The Illinois Department of Revenue’s regulation and previous guidance reflects that a taxpayer need not show that the statutory apportionment method grossly distorts how a business earns its income. Instead, the Department has explained that relief is proper “where the income allocated to the State by the otherwise applicable statutory formula is unfairly disproportionate to the business activity conducted in the State.”[9] In one General Information Letter, the Department explained that there is nothing inherently unfair in sourcing gross receipts from the sale of a partnership interest based on the activities of the partner in managing its investment in the partnership rather than the partnership’s apportionment factors itself. While following the partnership’s apportionment factors might also “produce a fair and rational allocation of income[,]” using the activities of the partner nonetheless also fairly reflected the business activity fairly attributable to Illinois.[10]

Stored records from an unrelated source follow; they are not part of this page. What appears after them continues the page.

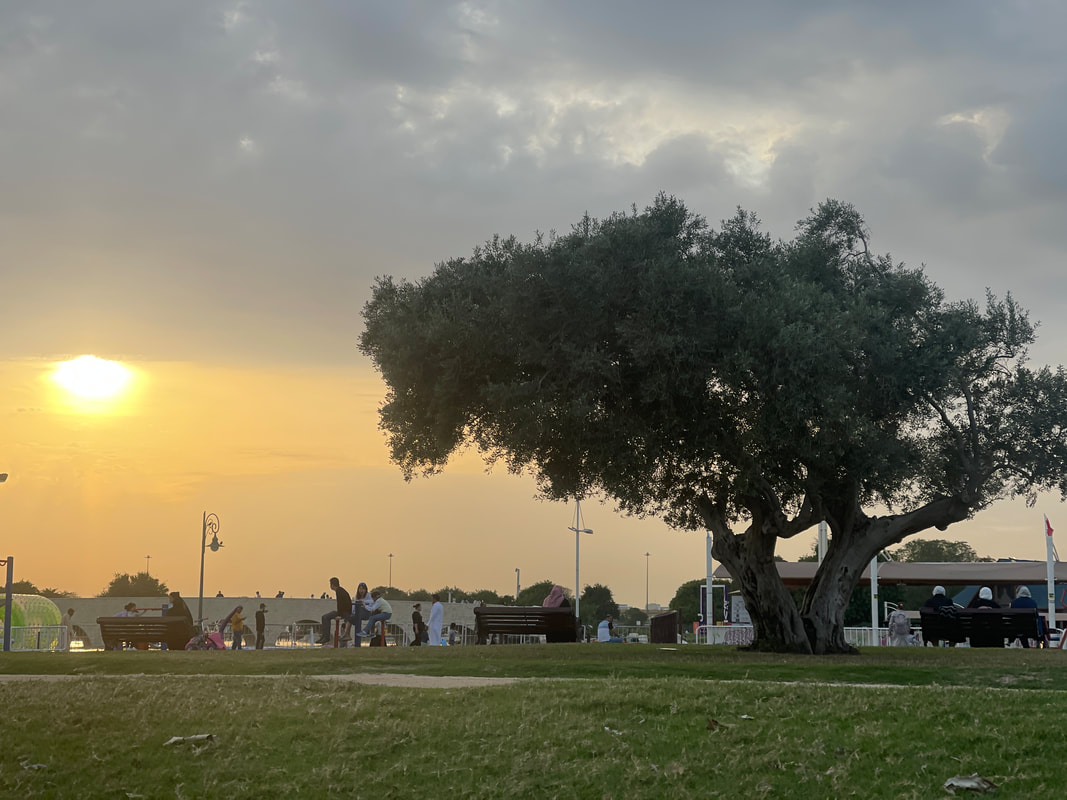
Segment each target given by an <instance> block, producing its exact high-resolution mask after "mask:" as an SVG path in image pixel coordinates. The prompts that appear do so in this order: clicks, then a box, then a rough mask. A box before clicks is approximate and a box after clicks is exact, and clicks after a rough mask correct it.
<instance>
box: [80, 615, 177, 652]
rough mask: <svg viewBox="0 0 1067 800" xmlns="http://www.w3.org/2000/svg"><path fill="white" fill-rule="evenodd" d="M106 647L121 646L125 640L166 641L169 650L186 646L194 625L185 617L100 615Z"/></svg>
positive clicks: (96, 623) (97, 621)
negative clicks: (157, 616) (105, 615)
mask: <svg viewBox="0 0 1067 800" xmlns="http://www.w3.org/2000/svg"><path fill="white" fill-rule="evenodd" d="M96 624H97V625H99V626H100V638H101V639H102V640H103V649H105V650H118V649H120V647H121V646H122V642H132V643H133V644H138V643H144V644H149V643H153V642H165V643H166V646H168V649H169V650H185V649H186V644H188V643H189V640H190V639H192V638H193V626H192V625H190V624H189V621H188V620H187V619H186V618H185V617H97V618H96Z"/></svg>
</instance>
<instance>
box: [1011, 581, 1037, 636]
mask: <svg viewBox="0 0 1067 800" xmlns="http://www.w3.org/2000/svg"><path fill="white" fill-rule="evenodd" d="M1012 608H1033V609H1035V610H1036V609H1037V603H1035V602H1034V598H1033V597H1031V596H1030V589H1029V588H1028V587H1024V586H1021V587H1019V591H1018V592H1017V593H1016V595H1015V599H1014V601H1012ZM1037 635H1038V637H1039V638H1040V639H1041V641H1044V640H1045V620H1042V619H1041V615H1040V614H1038V615H1037ZM1019 641H1020V642H1021V643H1022V646H1023V647H1030V638H1029V637H1028V638H1025V639H1020V640H1019Z"/></svg>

The Illinois Supreme Court has rarely addressed the circumstances under which an Illinois taxpayer is entitled to alternative apportionment. In addressing a previous iteration of the Illinois alternative apportionment statute, the court stated that “there is a clearly demonstrated legislative intent to allocate and apportion the business income from the multistate operations of a corporation with those other States having jurisdiction to tax such income in such manner that there is neither overlap nor gap in taxing all of such income derived from the multistate business.”[11] In GTE, the Illinois Supreme Court permitted the Department to include drop shipment sales in the numerator of the taxpayers Illinois apportionment factor where the taxpayer was not subject to tax in either the state where the sale originated or was ultimately shipped.[12] Although the Department and taxpayers bear the same burden in obtaining alternative apportionment, the Illinois Supreme Court never required the Department to demonstrate that the failure to include the double throw-back sales in the Illinois apportionment factor numerator “grossly distorted” the taxpayer’s income earned in the State.

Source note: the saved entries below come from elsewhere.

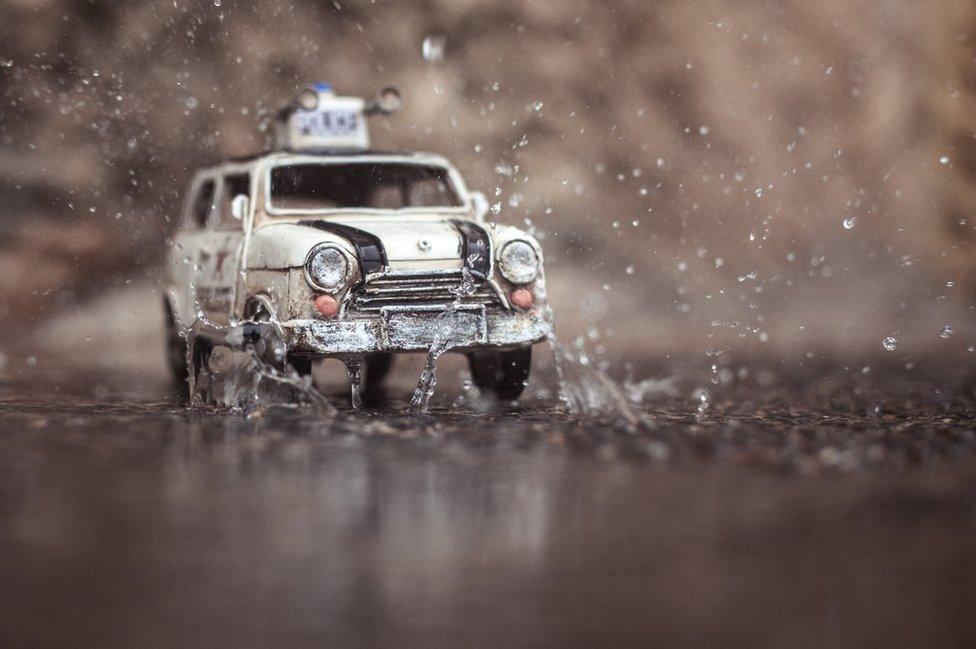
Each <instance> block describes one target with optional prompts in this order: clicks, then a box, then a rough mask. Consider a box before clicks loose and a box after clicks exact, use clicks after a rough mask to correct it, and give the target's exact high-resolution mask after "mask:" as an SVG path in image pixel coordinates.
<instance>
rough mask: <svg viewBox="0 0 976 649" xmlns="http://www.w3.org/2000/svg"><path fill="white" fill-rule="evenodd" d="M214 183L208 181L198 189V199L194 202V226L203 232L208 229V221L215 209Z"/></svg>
mask: <svg viewBox="0 0 976 649" xmlns="http://www.w3.org/2000/svg"><path fill="white" fill-rule="evenodd" d="M213 199H214V181H212V180H208V181H206V182H204V183H203V184H201V185H200V187H199V189H197V195H196V198H195V199H194V200H193V208H192V209H193V212H192V217H193V225H195V226H196V227H198V228H200V229H201V230H202V229H203V228H205V227H207V219H208V218H209V217H210V212H211V210H212V209H213Z"/></svg>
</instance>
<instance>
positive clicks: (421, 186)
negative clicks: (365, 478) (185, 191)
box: [164, 84, 550, 400]
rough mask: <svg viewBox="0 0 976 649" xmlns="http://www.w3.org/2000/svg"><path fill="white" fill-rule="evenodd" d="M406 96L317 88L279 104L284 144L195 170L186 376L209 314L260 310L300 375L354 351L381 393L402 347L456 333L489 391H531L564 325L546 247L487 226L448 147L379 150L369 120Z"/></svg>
mask: <svg viewBox="0 0 976 649" xmlns="http://www.w3.org/2000/svg"><path fill="white" fill-rule="evenodd" d="M398 106H399V93H397V92H396V91H395V90H393V89H387V90H385V91H383V93H381V94H380V95H379V97H378V99H377V100H376V101H373V102H368V103H367V102H366V101H364V100H363V99H360V98H355V97H339V96H336V95H335V94H334V93H333V92H332V89H331V88H330V87H329V86H328V85H327V84H314V85H311V86H309V87H307V88H306V89H304V90H303V91H302V93H301V94H300V95H299V96H298V97H297V99H296V100H295V101H293V102H292V103H291V104H290V105H289V106H288V107H287V108H285V109H284V110H283V111H282V112H281V113H280V114H279V115H278V119H277V121H276V125H275V126H276V130H275V147H274V148H275V151H273V152H270V153H263V154H260V155H257V156H254V157H251V158H247V159H240V160H231V161H228V162H225V163H223V164H220V165H217V166H214V167H210V168H207V169H204V170H202V171H200V172H198V173H197V174H196V175H195V177H194V178H193V181H192V183H191V185H190V188H189V191H188V193H187V195H186V200H185V204H184V208H183V215H182V220H181V227H180V229H179V232H178V233H177V234H176V235H175V236H174V245H173V246H172V248H171V251H170V253H169V259H168V263H167V264H166V268H167V285H168V290H167V292H166V296H165V304H164V307H165V311H166V318H167V326H168V330H169V335H168V345H169V358H170V364H171V366H172V369H173V371H174V372H175V374H176V376H177V377H178V379H179V380H181V381H185V380H186V378H187V361H186V337H185V334H186V332H187V330H188V329H189V328H190V327H191V326H193V325H194V323H196V322H198V321H206V322H208V323H213V324H216V325H228V324H234V323H237V322H240V321H244V320H247V321H259V322H260V321H269V322H276V323H278V324H279V325H280V328H281V331H282V332H283V335H284V339H285V342H286V346H287V359H288V361H289V362H290V364H291V365H292V366H293V367H294V368H295V369H296V370H297V371H298V372H299V373H304V374H308V373H310V372H311V367H312V363H313V361H316V360H318V359H323V358H338V359H340V360H343V361H345V362H347V364H349V363H355V364H356V366H357V367H359V366H360V364H361V366H362V367H363V369H364V370H365V372H364V374H365V376H364V377H363V381H364V384H365V385H364V389H366V390H371V389H375V388H376V387H377V386H378V385H379V383H380V382H381V381H382V380H383V377H384V376H385V375H386V374H387V372H388V371H389V369H390V366H391V361H392V357H393V354H395V353H397V352H418V351H427V350H429V349H430V348H431V347H432V346H433V345H435V344H436V343H437V342H438V341H442V340H444V339H445V337H447V338H449V339H450V341H451V348H452V350H453V351H460V352H462V353H465V354H466V355H467V357H468V358H469V360H470V368H471V374H472V378H473V381H474V383H475V384H476V385H477V386H478V387H479V388H481V389H482V390H484V391H488V392H490V393H493V394H495V395H496V396H497V397H499V398H501V399H505V400H511V399H516V398H518V396H519V395H520V394H521V393H522V390H523V388H524V386H525V382H526V380H527V378H528V375H529V370H530V366H531V358H532V354H531V350H532V345H533V344H534V343H536V342H539V341H541V340H542V339H544V338H545V337H546V336H547V335H548V333H549V331H550V323H549V321H548V319H547V318H546V317H544V306H545V305H543V304H541V303H540V302H541V300H543V299H544V298H545V295H544V293H543V291H542V290H540V289H541V286H540V283H541V279H542V251H541V250H540V248H539V244H538V243H537V242H536V241H535V240H534V239H533V238H532V237H531V236H529V235H527V234H526V233H525V232H522V231H520V230H518V229H516V228H513V227H507V226H502V225H498V224H494V223H486V222H485V214H486V212H487V200H486V199H485V196H484V195H483V194H481V193H480V192H470V191H468V189H467V188H466V187H465V184H464V181H463V180H462V179H461V176H460V175H459V174H458V172H457V170H456V169H455V168H454V167H453V166H451V164H450V163H449V162H448V161H447V160H445V159H444V158H442V157H440V156H437V155H432V154H427V153H380V152H375V151H372V150H370V148H369V137H368V133H367V129H366V119H365V118H366V117H367V116H368V115H372V114H376V113H389V112H391V111H392V110H395V109H396V108H398ZM446 311H450V312H451V313H458V314H464V315H465V317H463V318H450V319H445V318H443V317H442V314H444V313H445V312H446ZM445 327H446V328H447V329H450V330H449V331H445Z"/></svg>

Illinois’ case law is relatively undeveloped regarding alternative apportionment. However, as the State calibrates its approach to market based sourcing, the need for alternative apportionment for multistate taxpayers is likely to increase. While taxpayers should consider whether petitioning for alternative apportionment is in their best interest in order to accurately reflect their market in the State, they should also keep in mind that alternative apportionment is a crucial tool in resolving controversies with the State.

Please reach out to our SALT team with any questions.

[1] 35 ILCS 5/304(f).

[2] 86 Ill. Admin. Code 100.3390(b).

[3] 86 Ill. Admin. Code 100.3390(e).

[4] 35 ILCS 5/904(a) (“The findings of the Department under this subsection shall be prima facie correct and shall be prima facie evidence of the correctness of the amount of tax and penalties due.”).

[5] 86 Ill. Admin. Code 100.3390(c).

[6] See, for instance, Norfolk and Western Railway Company v. Missouri State Tax Comm’n, 390 U.S. 317 (1968).

[7] See AT&T Teleholdings v. Dep’t of Rev., 365 Ill. Dec. 349 (Ill. App. 1st 2012); Lakehead Pipeline Company, Inc. v. Dep’t of Rev., 139 Ill. Dec. 872 (Ill. App. 1st 1989).

[8] Wabash Railroad Co. v. Dep’t of Rev., 92 L 51150 (Ill. Cir. Ct. 1995).

[9] IT 11-0010-GIL (6/20/2011).

[10] Id.

[11] GTE Automatic Electric, Inc. v. Allphin, 68 Ill. 2d 326 (1977).